I’d like to start off by stating the following: I did not come up with this magical idea on my own. Women from New York, Milan, and the People’s Republic of Reddit have posted about this one simple hair trick — washing your hair with beer. Being the beer guzzling cheapo that I am, I thought I should definitely give this a try.

Now, I didn’t just dump beer on my head and call it a day. My days of frat parties and table dancing are long past me. First, I wanted to know why I should dump beer on my hair according to science, not according to comments on glamour.com by user hairangel224.

So, science, why should we douse our locks in golden, malty goodness?

I got one word for you — protein. The protein acts as a coating and repairing agent and smoothes damaged follicles of each hair cell, giving you that Moroccan oiled look without weighing your hair down. So months, neigh years, of blow-drying, straightening, crimping (the 90s are back, don’t deny it), and trying out the as-seen-on-TV magic wand can all be reversed with a simple brewski?

With all this research behind me, I decided the next step was to go for it.

I looked up recipes for beer shampoo, but a majority of them required work A.K.A. boiling things down, measuring, and stirring — activities I only partake in during Thanksgiving and cocktail hour. A good majority of people said they just washed their hair like normal, poured a warm, flat beer over the top of their head and wrapped it in a damp warm towel or shower cap; think hair mask steps but with beer. I opted for the latter, popped open a traditional American lager and hopped in.

After trying my patience and attempting to let the beer heat up in the shower, I got annoyed with waiting, and dumped half the beer on my scalp and crown of my head, while letting the rest run down to the tips of my strands. I gathered my hair into a top bun and poured the remaining half into the now clumsily coiffed birds nest. I sang the full rendition of American Pie and knew my time was up. God, that’s a long song.

When I took off my shower cap I was bombarded by what smelled like a brewery. Bread, a tiny bit of alcohol, and yeast filled my nasal passages and overtook my tiny bathroom. I washed out the remaining liquid and wrapped my hair up in a dry towel to await the results.
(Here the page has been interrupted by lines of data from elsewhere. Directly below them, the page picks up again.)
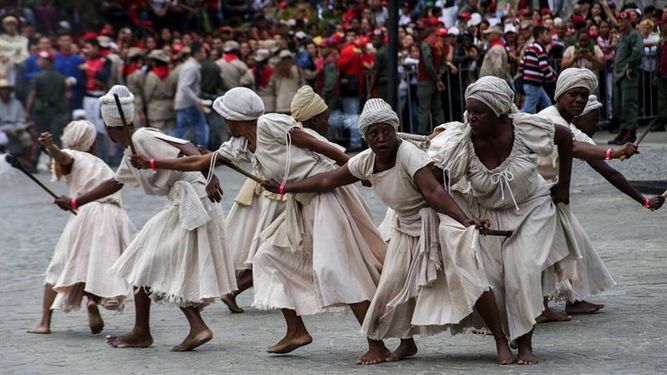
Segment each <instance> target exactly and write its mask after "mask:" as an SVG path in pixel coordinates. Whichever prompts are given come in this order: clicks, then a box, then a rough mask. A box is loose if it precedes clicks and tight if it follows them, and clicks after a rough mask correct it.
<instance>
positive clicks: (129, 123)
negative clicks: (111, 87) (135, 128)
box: [100, 85, 134, 128]
mask: <svg viewBox="0 0 667 375" xmlns="http://www.w3.org/2000/svg"><path fill="white" fill-rule="evenodd" d="M114 94H118V98H119V99H120V106H121V107H122V109H123V114H124V115H125V120H126V121H127V124H128V125H129V124H131V123H132V122H133V121H134V95H132V93H131V92H130V90H129V89H128V88H127V87H125V86H123V85H116V86H114V87H112V88H111V89H110V90H109V92H107V94H106V95H104V96H103V97H101V98H100V112H102V119H103V120H104V124H105V125H106V126H108V127H112V128H113V127H119V126H123V122H122V121H121V119H120V114H119V113H118V107H117V106H116V100H115V99H114V96H113V95H114Z"/></svg>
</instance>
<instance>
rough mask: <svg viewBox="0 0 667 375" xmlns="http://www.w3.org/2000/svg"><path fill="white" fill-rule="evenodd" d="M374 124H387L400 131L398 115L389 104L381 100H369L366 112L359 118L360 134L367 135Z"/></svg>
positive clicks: (365, 104) (359, 130)
mask: <svg viewBox="0 0 667 375" xmlns="http://www.w3.org/2000/svg"><path fill="white" fill-rule="evenodd" d="M373 124H387V125H391V126H393V127H394V129H396V130H398V115H397V114H396V112H394V110H393V109H392V108H391V106H390V105H389V103H387V102H385V101H384V100H382V99H380V98H374V99H369V100H368V101H367V102H366V104H365V105H364V110H363V111H361V115H360V116H359V132H360V133H361V135H364V133H366V130H367V129H368V127H369V126H371V125H373Z"/></svg>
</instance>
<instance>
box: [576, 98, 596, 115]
mask: <svg viewBox="0 0 667 375" xmlns="http://www.w3.org/2000/svg"><path fill="white" fill-rule="evenodd" d="M599 108H602V103H600V102H599V101H598V98H597V96H595V95H591V96H589V97H588V103H586V108H584V111H583V112H581V114H580V115H579V116H583V115H585V114H587V113H589V112H591V111H594V110H596V109H599Z"/></svg>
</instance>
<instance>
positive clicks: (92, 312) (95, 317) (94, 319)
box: [87, 301, 104, 335]
mask: <svg viewBox="0 0 667 375" xmlns="http://www.w3.org/2000/svg"><path fill="white" fill-rule="evenodd" d="M87 308H88V325H89V326H90V332H92V333H93V335H96V334H98V333H100V332H102V330H103V329H104V321H103V320H102V315H100V310H99V309H98V308H97V304H96V303H95V302H94V301H88V305H87Z"/></svg>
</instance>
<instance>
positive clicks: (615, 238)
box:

So, full disclosure, not a ton happened.

When I let my damp hair down, it definitely reeked of beer. But not the post-pool hall kind of smell. A fresh, clean, bready smell that wasn’t entirely bad. Just different and not safe for work, which I had to attend within the hour. I blow-dried to speed up the process and was left with regular, semi-shiny, same as when I wash it with Suave shampoo hair.

The only difference was maybe noting a little more volume.

Although this could be attributed to the lack of post-wash product I put in. Honestly, I’ll probably do this again. If I have an unfinished beer lying around or a forgotten out-of-season ale sitting in the back of the fridge. I wouldn’t seek out this treatment again, spend money on craft brews, or do it before work. But I did enjoy that it was more natural feeling and smelly than coating my hair with perfumed conditioners.

My advice: Give it a shot.

It’s not going to hurt anything. Everyone’s hair is different. Mine is thick, long and more often than not, equivalent to a rat’s nest (as my grandma likes to say). If you have fine, short hair that gets greasy with just a dollop of conditioner, then you should give this a shot. It’s natural, easy, and different than your current beauty routine. Plus, your new hair’s scent may attract the fellas.